Brown should realize that if a leader refuses to protect his own nation, he is by default giving comfort to the rest of the world.

The Prime Minister can only say that because he’s never been elected by the whole nation — nor even by the Labour party. He has no sense of obligation to a body of people to whom he owes his job. Worse, he probably despises the electorate, believing they will never elect him to the highest office in the land. He’s right on that one.

Stodgy bureaucrat and international socialist that he is, he views the entire world as his field of gold, the backdrop to his fame on a global stage. Britain is a minor matter in the calculation.

Nothing else explains his fixation on global structures at the expense of national ones, which are there just to be destroyed. His refusal to staunch the mad scamble of immigration that occurred on his watch for a decade, is a scar on the Labour party that it will not live down for a generation.

Even when Brown had the chance of a derogation on Eastern European migration, he brushed it aside. It would damage his reputation as a world statesman, and besides who cares about the workers whose jobs would be undercut? Not the master theorist with no experience of the real world.

This disconnect between Brown’s actual policies and the support his own countryfolk have cried out for, is not to be found in the lame rhetoric, “British jobs for British workers”, but runs through his actions like veins in a blue cheese.

We have a Prime Minister who doesn’t actually care much for the British and their concerns at all. Trappings of power and the airy-fairy “world coming together as one”, are the driving forces behind everything he does.

This leaves the electorate with a very serious subcrisis to add to the emerging economic and financial woes: a government that governs for anyone but them.

Prime Ministers are appointed to office on the basis that they command a majority in the House of Commons. In the case of Brown, he came to power in mid-Parliament — another fine mess left by Tony Blair — so lacks the nation’s backing for his Soviet-style political philosophy.

Until fairly recently (1997 to be precise) you could count on a PM having strong patriotic instincts that would put Britain first. It is the essence of the job, after all. Until next summer that assurance is missing. We are governed by someone who puts the rest of the world before our own interests.

Brown’s principal sidekick Peter Mandelson — a man attracted to power like a mosquito to blood — is so caught up in the European “project” that he can’t be relied upon to make any decision in the UK’s best interest. Less globalization than continentalization. But it comes to the same end.

It’s hard to imagine a more dangerous situation for the country. A Prime Minister and deputy acting for overseas “friends” rather than for our much depleted country.

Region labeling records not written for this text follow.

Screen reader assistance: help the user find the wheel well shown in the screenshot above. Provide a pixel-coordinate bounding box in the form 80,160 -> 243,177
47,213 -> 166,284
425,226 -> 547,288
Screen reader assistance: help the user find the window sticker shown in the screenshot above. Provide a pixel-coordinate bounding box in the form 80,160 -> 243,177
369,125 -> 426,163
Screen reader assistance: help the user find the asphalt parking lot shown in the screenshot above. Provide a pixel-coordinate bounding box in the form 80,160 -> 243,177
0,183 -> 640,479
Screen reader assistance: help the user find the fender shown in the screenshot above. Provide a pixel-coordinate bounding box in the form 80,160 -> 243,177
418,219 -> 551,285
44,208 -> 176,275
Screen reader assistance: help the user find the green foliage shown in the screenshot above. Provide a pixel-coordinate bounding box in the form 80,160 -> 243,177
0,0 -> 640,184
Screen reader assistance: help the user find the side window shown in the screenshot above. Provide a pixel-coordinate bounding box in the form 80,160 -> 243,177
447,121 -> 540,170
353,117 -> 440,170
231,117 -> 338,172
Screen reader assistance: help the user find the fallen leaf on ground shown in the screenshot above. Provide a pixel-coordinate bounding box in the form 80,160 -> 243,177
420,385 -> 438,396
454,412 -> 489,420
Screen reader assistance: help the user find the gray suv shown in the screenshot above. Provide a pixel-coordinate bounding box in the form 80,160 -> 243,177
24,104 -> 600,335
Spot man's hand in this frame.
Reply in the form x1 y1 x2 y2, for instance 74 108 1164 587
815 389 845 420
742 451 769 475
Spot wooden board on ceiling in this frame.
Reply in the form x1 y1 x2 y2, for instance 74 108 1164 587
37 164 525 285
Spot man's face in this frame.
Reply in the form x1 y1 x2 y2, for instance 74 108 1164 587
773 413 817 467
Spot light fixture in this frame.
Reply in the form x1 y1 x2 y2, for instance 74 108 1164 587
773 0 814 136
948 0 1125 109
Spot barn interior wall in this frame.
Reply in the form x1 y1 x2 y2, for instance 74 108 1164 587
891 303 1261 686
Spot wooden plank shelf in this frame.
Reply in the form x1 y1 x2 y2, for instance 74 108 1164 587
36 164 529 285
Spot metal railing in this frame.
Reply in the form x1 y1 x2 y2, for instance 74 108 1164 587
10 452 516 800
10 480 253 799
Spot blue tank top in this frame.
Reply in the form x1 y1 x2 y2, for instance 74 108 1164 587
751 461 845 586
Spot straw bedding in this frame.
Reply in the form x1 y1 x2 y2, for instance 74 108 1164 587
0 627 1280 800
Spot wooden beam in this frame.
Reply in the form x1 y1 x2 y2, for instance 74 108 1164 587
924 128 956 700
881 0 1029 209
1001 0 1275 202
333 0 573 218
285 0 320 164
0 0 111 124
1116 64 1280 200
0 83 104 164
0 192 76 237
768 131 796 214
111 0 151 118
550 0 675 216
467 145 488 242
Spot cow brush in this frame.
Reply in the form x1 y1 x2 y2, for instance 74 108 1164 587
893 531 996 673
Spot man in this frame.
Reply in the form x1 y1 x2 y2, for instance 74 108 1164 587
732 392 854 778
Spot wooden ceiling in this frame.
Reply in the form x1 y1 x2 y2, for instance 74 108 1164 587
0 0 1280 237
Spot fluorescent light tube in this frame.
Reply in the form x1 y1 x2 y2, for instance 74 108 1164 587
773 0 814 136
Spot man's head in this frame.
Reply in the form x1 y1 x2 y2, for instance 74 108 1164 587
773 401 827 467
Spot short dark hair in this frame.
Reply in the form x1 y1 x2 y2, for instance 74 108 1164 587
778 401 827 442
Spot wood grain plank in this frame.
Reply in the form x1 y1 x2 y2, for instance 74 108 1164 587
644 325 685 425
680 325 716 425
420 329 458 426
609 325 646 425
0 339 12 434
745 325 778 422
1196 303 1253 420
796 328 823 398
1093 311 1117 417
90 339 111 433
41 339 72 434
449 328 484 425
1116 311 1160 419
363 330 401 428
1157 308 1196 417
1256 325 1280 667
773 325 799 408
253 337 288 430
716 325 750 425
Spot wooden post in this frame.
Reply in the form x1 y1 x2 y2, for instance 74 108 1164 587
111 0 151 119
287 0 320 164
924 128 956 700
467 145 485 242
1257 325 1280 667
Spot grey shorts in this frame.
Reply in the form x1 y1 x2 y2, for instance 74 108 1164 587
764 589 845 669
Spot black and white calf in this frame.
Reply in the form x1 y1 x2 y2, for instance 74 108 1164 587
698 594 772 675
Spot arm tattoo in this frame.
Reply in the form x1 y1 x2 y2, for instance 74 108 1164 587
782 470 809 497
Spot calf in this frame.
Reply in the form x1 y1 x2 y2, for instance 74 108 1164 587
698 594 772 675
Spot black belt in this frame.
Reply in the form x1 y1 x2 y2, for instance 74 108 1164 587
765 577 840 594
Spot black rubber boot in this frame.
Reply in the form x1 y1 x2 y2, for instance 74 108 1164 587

Brown’s late countryman, novelist and historian John Buchan would have had blunt words to describe both of them, none ideologically-correct in Labour’s terms. Suffice it say that Richard Hannay and Sandy Arbuthnot would be on their trail like unforgiving tigers.

It’s time to put the country first. Globalization has failed spectacularly, especially in the Ponzi-scheme financial sector. It came up with idiot’s gold that blew away with the first whiff of cordite, leaving millions with lifelong indebtedness or facing default and bankruptcy.

Britain will not break out of this home-grown disaster until its principal authors are persuaded, or forced, to leave the scene. The party that demonizes others for a living should in turn be demonized by those who come after … in the long-term national interest.

Then what? Ralph Waldo Emerson had a simple solution to most economic woes:

“If a man write a better book, preach a better sermon, or make a better mousetrap than his neighbour, tho’ he build his house in the woods, the world will make a beaten path to his door.”

That worthy objective can’t be achieved by government. All it can do is ensure that education is tip-top, support meritocracy and real social mobility, and give up trying to micromanage national life.

Gosh, I think I’m making a case for a Conservative Government.

It would be a new dawn, would it not?